INTERNACAO DE MENOR. CONSTRANGIMENTO ILEGAL. INEXISTENCIA. ORDEM DENEGADA. "Habeas Corpus". Estatuto da Criança e do Adolescente. Atos infracionais análogos ao artigo 12 da Lei n. 10.826/03 e artigos 33 e 35 da Lei n. 11.343/06. Alegação de que a decisão que decretou a internação provisória é desprovida de fundamentação, sem referência a fato relevante que demonstrasse a necessidade imperiosa para a mesma, a qual não fixa prazo para a internação, além de não haver permissão legal para sua aplicação na hipótese de tráfico de entorpecente. Pedido: concessão da liberdade. A decisão impugnada se apresenta razoavelmente fundamentada, demonstrando a imperiosa necessidade da internação. O tráfico de drogas reveste-se de intensa violência e periculosidade, o que se evidencia pelo enorme número de crimes e atos infracionais relacionados diretamente com aquela nefasta atividade, constituindo incontestável grave ameaça à ordem social. Correta a aplicação da medida sócio-educativa de internação, afastando o menor da convivência altamente perniciosa com os traficantes da comunidade onde reside, possibilitando sua reeducação e reintegração à família e à sociedade, medida que se apresenta em plena consonância com o artigo 227 da Constituição Federal. O prazo de 45 dias previsto no artigo 108, "caput", da Lei n. 8.069/90 não se esgotou, e o processo está na iminência de ser julgado. Inexistência de constrangimento ilegal. Ordem denegada. (TJRJ. HC - 2007.059.07176. JULGADO EM 22/11/2007. OITAVA CAMARA CRIMINAL - Unanime. RELATOR DESEMBARGADOR MARCUS QUARESMA FERRAZ)

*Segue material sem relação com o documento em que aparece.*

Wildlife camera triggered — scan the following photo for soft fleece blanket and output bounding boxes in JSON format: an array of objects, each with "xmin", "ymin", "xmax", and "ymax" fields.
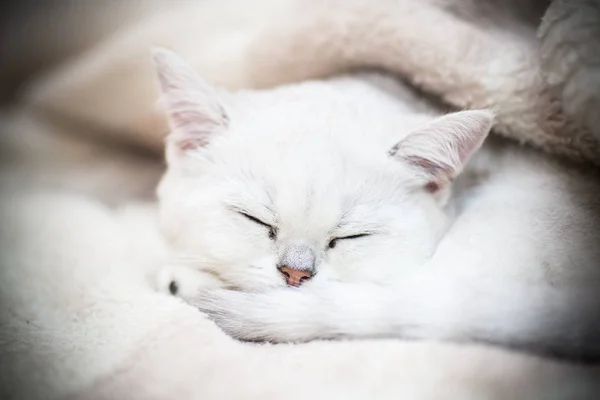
[{"xmin": 0, "ymin": 0, "xmax": 600, "ymax": 399}]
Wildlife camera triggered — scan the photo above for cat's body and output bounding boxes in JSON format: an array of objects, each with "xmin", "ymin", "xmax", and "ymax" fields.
[{"xmin": 155, "ymin": 52, "xmax": 600, "ymax": 355}]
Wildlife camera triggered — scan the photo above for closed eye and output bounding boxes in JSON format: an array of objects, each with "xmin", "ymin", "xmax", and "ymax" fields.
[
  {"xmin": 237, "ymin": 211, "xmax": 277, "ymax": 239},
  {"xmin": 327, "ymin": 233, "xmax": 371, "ymax": 249}
]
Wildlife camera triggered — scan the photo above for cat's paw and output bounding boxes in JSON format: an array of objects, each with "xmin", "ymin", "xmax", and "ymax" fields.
[
  {"xmin": 156, "ymin": 265, "xmax": 223, "ymax": 298},
  {"xmin": 184, "ymin": 288, "xmax": 328, "ymax": 343}
]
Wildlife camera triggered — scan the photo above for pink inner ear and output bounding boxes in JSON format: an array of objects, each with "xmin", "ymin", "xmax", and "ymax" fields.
[{"xmin": 406, "ymin": 156, "xmax": 452, "ymax": 176}]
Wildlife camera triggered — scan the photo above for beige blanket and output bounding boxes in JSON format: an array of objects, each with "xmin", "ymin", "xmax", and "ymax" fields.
[{"xmin": 0, "ymin": 0, "xmax": 600, "ymax": 399}]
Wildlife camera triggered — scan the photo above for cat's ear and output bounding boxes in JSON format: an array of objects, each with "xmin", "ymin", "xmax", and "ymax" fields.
[
  {"xmin": 390, "ymin": 110, "xmax": 494, "ymax": 192},
  {"xmin": 152, "ymin": 48, "xmax": 228, "ymax": 152}
]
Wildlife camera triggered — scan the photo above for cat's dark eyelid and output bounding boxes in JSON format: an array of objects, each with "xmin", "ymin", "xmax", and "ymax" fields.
[
  {"xmin": 327, "ymin": 233, "xmax": 372, "ymax": 249},
  {"xmin": 331, "ymin": 233, "xmax": 372, "ymax": 240}
]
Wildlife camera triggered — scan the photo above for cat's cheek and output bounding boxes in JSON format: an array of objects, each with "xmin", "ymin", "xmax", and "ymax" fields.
[{"xmin": 155, "ymin": 265, "xmax": 225, "ymax": 298}]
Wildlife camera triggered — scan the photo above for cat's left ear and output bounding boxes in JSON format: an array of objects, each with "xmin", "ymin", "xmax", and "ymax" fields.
[
  {"xmin": 152, "ymin": 48, "xmax": 229, "ymax": 152},
  {"xmin": 390, "ymin": 110, "xmax": 494, "ymax": 192}
]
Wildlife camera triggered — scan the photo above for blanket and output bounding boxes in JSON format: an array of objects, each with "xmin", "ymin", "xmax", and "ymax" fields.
[
  {"xmin": 0, "ymin": 0, "xmax": 600, "ymax": 400},
  {"xmin": 27, "ymin": 0, "xmax": 600, "ymax": 165}
]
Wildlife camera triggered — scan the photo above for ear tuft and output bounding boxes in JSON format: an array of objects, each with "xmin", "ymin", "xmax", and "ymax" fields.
[
  {"xmin": 152, "ymin": 48, "xmax": 228, "ymax": 151},
  {"xmin": 390, "ymin": 110, "xmax": 494, "ymax": 192}
]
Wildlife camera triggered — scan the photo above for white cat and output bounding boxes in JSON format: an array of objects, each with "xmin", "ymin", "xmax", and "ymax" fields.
[{"xmin": 154, "ymin": 50, "xmax": 600, "ymax": 357}]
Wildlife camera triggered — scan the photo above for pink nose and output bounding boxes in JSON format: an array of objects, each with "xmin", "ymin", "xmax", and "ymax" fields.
[{"xmin": 278, "ymin": 266, "xmax": 313, "ymax": 287}]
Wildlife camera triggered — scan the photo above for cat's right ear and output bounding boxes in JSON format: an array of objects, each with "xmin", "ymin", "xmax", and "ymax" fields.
[{"xmin": 152, "ymin": 48, "xmax": 228, "ymax": 153}]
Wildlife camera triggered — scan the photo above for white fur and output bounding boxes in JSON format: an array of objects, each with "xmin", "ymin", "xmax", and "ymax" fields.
[{"xmin": 158, "ymin": 53, "xmax": 600, "ymax": 355}]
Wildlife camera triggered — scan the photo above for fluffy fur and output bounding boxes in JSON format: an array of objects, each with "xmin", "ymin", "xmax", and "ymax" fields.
[
  {"xmin": 0, "ymin": 191, "xmax": 600, "ymax": 400},
  {"xmin": 29, "ymin": 0, "xmax": 600, "ymax": 165},
  {"xmin": 155, "ymin": 51, "xmax": 600, "ymax": 357}
]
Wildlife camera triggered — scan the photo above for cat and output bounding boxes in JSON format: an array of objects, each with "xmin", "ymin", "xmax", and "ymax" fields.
[{"xmin": 153, "ymin": 49, "xmax": 600, "ymax": 359}]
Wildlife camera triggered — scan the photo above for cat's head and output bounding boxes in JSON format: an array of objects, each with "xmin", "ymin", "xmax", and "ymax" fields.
[{"xmin": 154, "ymin": 50, "xmax": 492, "ymax": 290}]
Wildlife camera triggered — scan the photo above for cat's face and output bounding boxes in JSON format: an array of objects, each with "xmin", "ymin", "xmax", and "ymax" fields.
[{"xmin": 151, "ymin": 52, "xmax": 491, "ymax": 289}]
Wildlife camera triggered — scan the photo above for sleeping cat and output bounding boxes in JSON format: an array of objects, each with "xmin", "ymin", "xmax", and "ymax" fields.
[{"xmin": 154, "ymin": 50, "xmax": 600, "ymax": 357}]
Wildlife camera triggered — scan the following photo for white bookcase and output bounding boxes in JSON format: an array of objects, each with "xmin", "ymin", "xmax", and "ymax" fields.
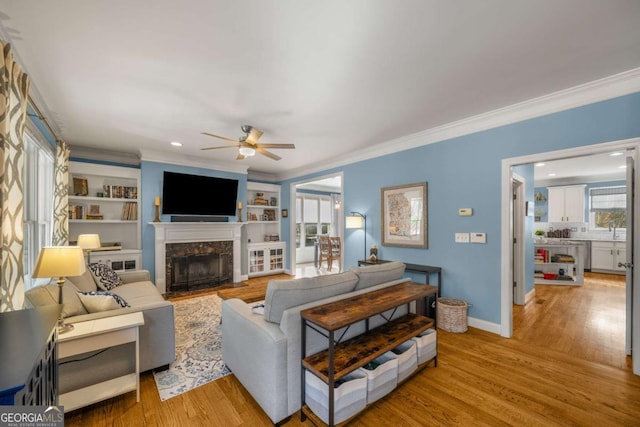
[
  {"xmin": 69, "ymin": 162, "xmax": 142, "ymax": 270},
  {"xmin": 243, "ymin": 182, "xmax": 287, "ymax": 277}
]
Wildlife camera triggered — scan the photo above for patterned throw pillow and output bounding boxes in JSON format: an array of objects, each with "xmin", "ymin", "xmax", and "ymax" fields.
[
  {"xmin": 89, "ymin": 263, "xmax": 122, "ymax": 291},
  {"xmin": 78, "ymin": 291, "xmax": 130, "ymax": 313}
]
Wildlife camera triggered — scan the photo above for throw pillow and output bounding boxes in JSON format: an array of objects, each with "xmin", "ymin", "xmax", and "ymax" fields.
[
  {"xmin": 78, "ymin": 291, "xmax": 130, "ymax": 313},
  {"xmin": 89, "ymin": 263, "xmax": 122, "ymax": 291}
]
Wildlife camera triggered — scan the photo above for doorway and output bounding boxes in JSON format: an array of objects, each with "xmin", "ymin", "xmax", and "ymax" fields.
[
  {"xmin": 500, "ymin": 138, "xmax": 640, "ymax": 375},
  {"xmin": 289, "ymin": 172, "xmax": 344, "ymax": 277}
]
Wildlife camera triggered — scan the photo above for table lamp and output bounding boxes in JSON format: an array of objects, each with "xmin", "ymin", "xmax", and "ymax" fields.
[
  {"xmin": 345, "ymin": 212, "xmax": 367, "ymax": 259},
  {"xmin": 78, "ymin": 234, "xmax": 101, "ymax": 265},
  {"xmin": 31, "ymin": 246, "xmax": 85, "ymax": 334}
]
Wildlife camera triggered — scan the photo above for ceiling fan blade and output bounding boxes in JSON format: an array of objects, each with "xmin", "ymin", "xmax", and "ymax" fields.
[
  {"xmin": 246, "ymin": 127, "xmax": 264, "ymax": 145},
  {"xmin": 201, "ymin": 142, "xmax": 240, "ymax": 150},
  {"xmin": 256, "ymin": 147, "xmax": 282, "ymax": 160},
  {"xmin": 257, "ymin": 144, "xmax": 296, "ymax": 148},
  {"xmin": 202, "ymin": 132, "xmax": 238, "ymax": 142}
]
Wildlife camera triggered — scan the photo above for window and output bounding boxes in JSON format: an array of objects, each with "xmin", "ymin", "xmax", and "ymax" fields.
[
  {"xmin": 589, "ymin": 185, "xmax": 627, "ymax": 228},
  {"xmin": 23, "ymin": 130, "xmax": 55, "ymax": 289}
]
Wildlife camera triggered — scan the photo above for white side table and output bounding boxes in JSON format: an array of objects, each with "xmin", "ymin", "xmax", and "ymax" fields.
[{"xmin": 58, "ymin": 312, "xmax": 144, "ymax": 412}]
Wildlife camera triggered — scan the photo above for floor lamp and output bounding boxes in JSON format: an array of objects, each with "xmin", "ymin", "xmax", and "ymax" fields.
[
  {"xmin": 31, "ymin": 246, "xmax": 85, "ymax": 334},
  {"xmin": 345, "ymin": 212, "xmax": 367, "ymax": 259},
  {"xmin": 78, "ymin": 234, "xmax": 100, "ymax": 265}
]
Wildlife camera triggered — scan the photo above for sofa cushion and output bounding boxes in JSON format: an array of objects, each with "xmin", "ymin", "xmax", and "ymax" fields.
[
  {"xmin": 78, "ymin": 291, "xmax": 130, "ymax": 313},
  {"xmin": 264, "ymin": 271, "xmax": 358, "ymax": 323},
  {"xmin": 351, "ymin": 261, "xmax": 405, "ymax": 290},
  {"xmin": 25, "ymin": 280, "xmax": 88, "ymax": 317},
  {"xmin": 67, "ymin": 268, "xmax": 98, "ymax": 292},
  {"xmin": 89, "ymin": 263, "xmax": 122, "ymax": 291}
]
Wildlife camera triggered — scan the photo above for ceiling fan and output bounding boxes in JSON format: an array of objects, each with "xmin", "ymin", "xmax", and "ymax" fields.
[{"xmin": 202, "ymin": 125, "xmax": 296, "ymax": 160}]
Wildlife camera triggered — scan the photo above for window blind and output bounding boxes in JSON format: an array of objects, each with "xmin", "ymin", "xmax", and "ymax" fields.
[{"xmin": 589, "ymin": 186, "xmax": 627, "ymax": 212}]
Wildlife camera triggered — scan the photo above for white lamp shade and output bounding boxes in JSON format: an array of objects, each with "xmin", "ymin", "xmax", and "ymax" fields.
[
  {"xmin": 344, "ymin": 216, "xmax": 364, "ymax": 228},
  {"xmin": 31, "ymin": 246, "xmax": 85, "ymax": 277},
  {"xmin": 78, "ymin": 234, "xmax": 100, "ymax": 249}
]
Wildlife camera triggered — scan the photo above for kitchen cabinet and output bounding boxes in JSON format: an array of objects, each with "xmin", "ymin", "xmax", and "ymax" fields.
[
  {"xmin": 591, "ymin": 241, "xmax": 627, "ymax": 274},
  {"xmin": 547, "ymin": 185, "xmax": 585, "ymax": 222}
]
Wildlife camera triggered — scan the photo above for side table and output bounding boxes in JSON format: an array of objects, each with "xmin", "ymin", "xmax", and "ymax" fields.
[{"xmin": 58, "ymin": 312, "xmax": 144, "ymax": 412}]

HABEAS CORPUS – CONSTRANGIMENTO ILEGAL POR EXCESSO DE PRAZO NA FORMAÇÃO DA CULPA – PRISÃO EM FLAGRANTE – RÉU DENUNCIADO POR INFRAÇÃO AO ART. 155, CAPUT, C/C O ART. 14, II, DO CP, E ART. 12 DA LEI Nº 6.368/76 – PENDÊNCIA DE EXAME DE DEPENDÊNCIA TOXICOLÓGICA – PERÍCIA MARCADA PARA O PRÓXIMO DIA 14/02/2001 – Processo cuja instrução se definirá em 124 dias. Excesso de prazo inexistente, considerados os 81 dias deferidos para o encerramento da instrução, em processo penal por crime comum, e o prazo para realização do exame de dependência toxicológica (30 dias em dobro), totalizando 141 dias. Ordem denegada. (TJSC – HC 01.000023-2 – C.Fér. – Rel. Des. Cesar Abreu – J. 31.01.2001)

COACAO NO CURSO DO PROCESSO. DESCLASSIFICACAO DO CRIME. AMEACA. REMESSA DOS AUTOS. JUIZO DE ORIGEM. LEI N. 9099, DE 1995. Coação no curso do processo. Tipicidade. Especial fim de agir. Prova. Desclassificação. Incidência de medidas despenalizadoras. O crime do artigo 344 do CP exige dolo específico, ou seja, o especial fim de agir consistente em favorecer interesse próprio ou alheio, objetivando algum favor no curso de um processo. No caso, não há qualquer referência ao interesse do réu de ser de algum modo favorecido no processo que respondia por agredido a vítima anteriormente, seja no depoimento desta, seja em qualquer outro elemento de prova. Desse modo, o tipo a ser identificado na hipótese é o definido no artigo 147 do CP já que, inegavelmente, a paz de espírito e a tranquilidade da vítima foram afetadas. Operada a desclassificação, sendo cabível a incidência de medidas, é dever de o Juiz suscitar a manifestação do Ministério Público, não o podendo fazer o Tribunal, sob pena de suprimir-se uma instância. Precedentes do STF e STJ. (TJRJ. AC - 2007.050.01946. JULGADO EM 24/07/2007. TERCEIRA CAMARA CRIMINAL - Unanime. RELATOR: DESEMBARGADOR RICARDO BUSTAMANTE)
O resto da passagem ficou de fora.